The drug worked for a little while, but within a few months, the pain wasn't really going away, even though I was taking more and more pills. That's when the doctor switched me to oxycodone. With oxycodone, your body almost becomes immune to the amount you're taking, so you've got to keep taking more. By that point, the back pain wasn't as bad as it used to be—but I still had to take the pills so I didn't start to go into withdrawal.
At the time, I think I knew I was addicted, but I pushed it to the back of my mind. I was just worrying about when I could have my next pill; I counted them all the time to make sure I had enough to get through the next day or two. But even if I didn't, my doctor was always on call for me.
Eventually, I realized that I didn't need oxycodone to get through the day; I needed it to get through the next hour. But it was my husband who really made me realize I had to get off oxycodone; he said I was like a stranger to my family.
So I went back to my doctor for help, and he put me on Ativan, which was supposed to help me get off oxycodone. He also put me on Ritalin. To this day, I'm not certain why—maybe he suspected ADHD? I now believe he shouldn't have done that, but I thought he had my best interests at heart. Then again, he did once ask me, if he wrote up the prescriptions, would I sell them on the street so we could split the money?
He ended up retiring, and when I found out he was leaving the clinic, I cried and cried and cried. I was so panicky. All I could think about was where I would get my pills. But that turned out to be the best thing that could have happened to me. I have a new physician now, Dr. Ponnampalam Sivananth. My husband chose him from a list of doctors who were accepting new patients. On my first visit, he looked at my medications and just shook his head, like, What's going on? We have to fix this. From the first day he met me, he took responsibility for my health—unlike my doctor of 40 years.
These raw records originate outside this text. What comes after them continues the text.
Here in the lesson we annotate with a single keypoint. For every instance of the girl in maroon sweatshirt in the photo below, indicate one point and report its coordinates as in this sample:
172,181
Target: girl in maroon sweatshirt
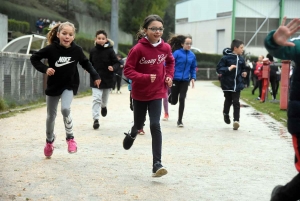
150,66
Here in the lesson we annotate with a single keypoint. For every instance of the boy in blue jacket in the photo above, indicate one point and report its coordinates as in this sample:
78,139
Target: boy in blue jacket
232,68
278,44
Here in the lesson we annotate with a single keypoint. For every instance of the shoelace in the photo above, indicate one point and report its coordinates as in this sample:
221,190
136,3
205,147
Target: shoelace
128,134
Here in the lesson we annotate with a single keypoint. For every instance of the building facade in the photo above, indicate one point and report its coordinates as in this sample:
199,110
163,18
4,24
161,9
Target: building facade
213,24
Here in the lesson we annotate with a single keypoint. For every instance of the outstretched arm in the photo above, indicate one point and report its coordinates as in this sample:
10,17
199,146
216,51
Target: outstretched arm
284,32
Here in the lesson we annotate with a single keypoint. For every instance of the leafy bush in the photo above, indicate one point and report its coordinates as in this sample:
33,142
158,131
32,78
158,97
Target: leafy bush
21,26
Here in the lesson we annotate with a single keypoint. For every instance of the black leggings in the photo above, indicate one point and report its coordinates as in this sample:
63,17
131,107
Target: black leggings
179,89
274,84
154,109
232,98
259,86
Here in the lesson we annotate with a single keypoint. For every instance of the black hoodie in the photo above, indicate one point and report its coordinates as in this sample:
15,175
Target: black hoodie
64,61
231,80
101,57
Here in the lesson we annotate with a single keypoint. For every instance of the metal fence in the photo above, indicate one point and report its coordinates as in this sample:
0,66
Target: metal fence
207,74
21,83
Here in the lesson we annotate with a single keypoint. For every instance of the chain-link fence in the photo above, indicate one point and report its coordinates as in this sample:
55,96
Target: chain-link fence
207,74
21,83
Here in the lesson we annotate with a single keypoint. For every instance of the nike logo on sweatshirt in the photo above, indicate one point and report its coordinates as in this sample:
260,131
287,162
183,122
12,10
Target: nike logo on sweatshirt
63,61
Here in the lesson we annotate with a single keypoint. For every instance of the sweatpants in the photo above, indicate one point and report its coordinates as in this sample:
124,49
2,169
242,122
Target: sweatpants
232,98
52,102
154,111
100,98
179,90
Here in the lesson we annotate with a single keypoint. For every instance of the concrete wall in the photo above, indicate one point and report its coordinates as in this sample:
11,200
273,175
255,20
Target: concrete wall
204,33
3,30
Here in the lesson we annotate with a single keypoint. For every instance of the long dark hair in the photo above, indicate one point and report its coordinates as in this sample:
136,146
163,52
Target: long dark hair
141,34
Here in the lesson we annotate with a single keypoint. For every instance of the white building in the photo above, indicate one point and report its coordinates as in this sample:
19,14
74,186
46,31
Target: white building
213,24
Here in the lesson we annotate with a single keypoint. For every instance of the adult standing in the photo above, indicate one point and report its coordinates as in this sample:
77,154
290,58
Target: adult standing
185,71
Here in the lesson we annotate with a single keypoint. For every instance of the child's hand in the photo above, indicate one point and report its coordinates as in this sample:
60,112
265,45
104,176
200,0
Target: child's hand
50,71
152,77
168,81
232,67
97,83
110,68
284,32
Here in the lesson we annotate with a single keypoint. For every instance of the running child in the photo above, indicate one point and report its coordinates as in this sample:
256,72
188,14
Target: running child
63,55
150,66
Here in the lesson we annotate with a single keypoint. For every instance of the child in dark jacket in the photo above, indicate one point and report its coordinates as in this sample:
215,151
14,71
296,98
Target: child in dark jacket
104,60
278,45
63,55
232,69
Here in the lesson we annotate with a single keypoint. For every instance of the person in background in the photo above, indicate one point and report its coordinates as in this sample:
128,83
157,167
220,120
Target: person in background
118,74
232,68
63,79
185,71
279,44
104,60
258,74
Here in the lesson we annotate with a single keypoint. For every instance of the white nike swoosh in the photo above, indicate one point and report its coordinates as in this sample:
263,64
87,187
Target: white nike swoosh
62,64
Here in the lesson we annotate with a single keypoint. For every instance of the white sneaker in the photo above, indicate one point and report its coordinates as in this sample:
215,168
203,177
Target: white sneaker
236,125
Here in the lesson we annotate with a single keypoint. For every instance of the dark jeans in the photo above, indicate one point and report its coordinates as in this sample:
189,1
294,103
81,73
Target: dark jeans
232,98
179,90
259,86
117,81
291,191
154,110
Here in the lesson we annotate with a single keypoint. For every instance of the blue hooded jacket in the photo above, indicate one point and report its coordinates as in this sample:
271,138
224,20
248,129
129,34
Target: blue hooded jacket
185,65
231,80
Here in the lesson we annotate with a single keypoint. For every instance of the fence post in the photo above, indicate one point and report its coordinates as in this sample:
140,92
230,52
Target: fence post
265,79
284,84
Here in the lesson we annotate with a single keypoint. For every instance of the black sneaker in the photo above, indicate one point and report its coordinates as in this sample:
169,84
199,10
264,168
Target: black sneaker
103,111
274,196
128,140
96,124
158,170
179,124
226,118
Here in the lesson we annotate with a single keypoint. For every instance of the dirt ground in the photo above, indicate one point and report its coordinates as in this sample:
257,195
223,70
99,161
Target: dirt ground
206,160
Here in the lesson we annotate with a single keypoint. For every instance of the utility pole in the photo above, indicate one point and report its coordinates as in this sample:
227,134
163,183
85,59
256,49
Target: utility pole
114,24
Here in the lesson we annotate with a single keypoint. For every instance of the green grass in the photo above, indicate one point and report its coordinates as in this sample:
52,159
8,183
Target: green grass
270,108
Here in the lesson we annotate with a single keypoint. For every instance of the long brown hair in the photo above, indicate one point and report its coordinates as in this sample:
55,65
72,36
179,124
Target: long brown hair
51,36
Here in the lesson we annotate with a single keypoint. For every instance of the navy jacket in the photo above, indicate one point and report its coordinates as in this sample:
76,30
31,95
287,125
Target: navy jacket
231,80
185,65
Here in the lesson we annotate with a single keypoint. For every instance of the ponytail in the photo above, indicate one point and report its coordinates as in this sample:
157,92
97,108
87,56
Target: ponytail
51,36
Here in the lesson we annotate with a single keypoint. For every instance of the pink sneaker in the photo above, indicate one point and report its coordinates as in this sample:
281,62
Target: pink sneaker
72,146
141,132
48,150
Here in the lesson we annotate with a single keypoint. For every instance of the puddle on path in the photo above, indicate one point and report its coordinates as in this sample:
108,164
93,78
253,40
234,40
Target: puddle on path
275,127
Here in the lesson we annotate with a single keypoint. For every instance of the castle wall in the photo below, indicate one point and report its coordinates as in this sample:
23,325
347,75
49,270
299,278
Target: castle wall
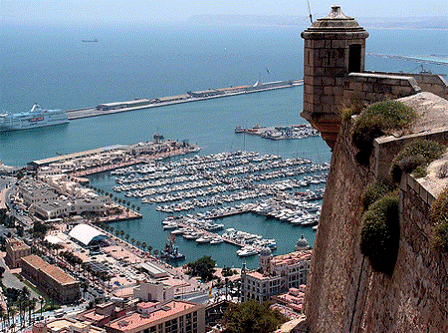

I had been able to transition from oxycodone to Ativan in a month. It was a terrible month, but only a month. It has taken me a year to get off Ativan and I'm now in recovery. But oxycodone has had the worst effect on my health; it took over my brain and my body—I don't remember much of that time. My husband will say something and I'll have to ask him what he's talking about: "When did that happen? Really, what year was that?" I get panic attacks now, and I'm suffering from depression and sleep deprivation. My psychiatrist says it can all be traced back to the oxycodone.
I was so ashamed about being addicted to oxycodone. I didn't want people to know. I don't think my husband even really knew the extent of how bad it was until I started coming off it. That's the worst thing about being addicted to anything, that it's such a taboo subject.
But it shouldn't be. If I could wear a sign that says "Don't take oxycodone," I would.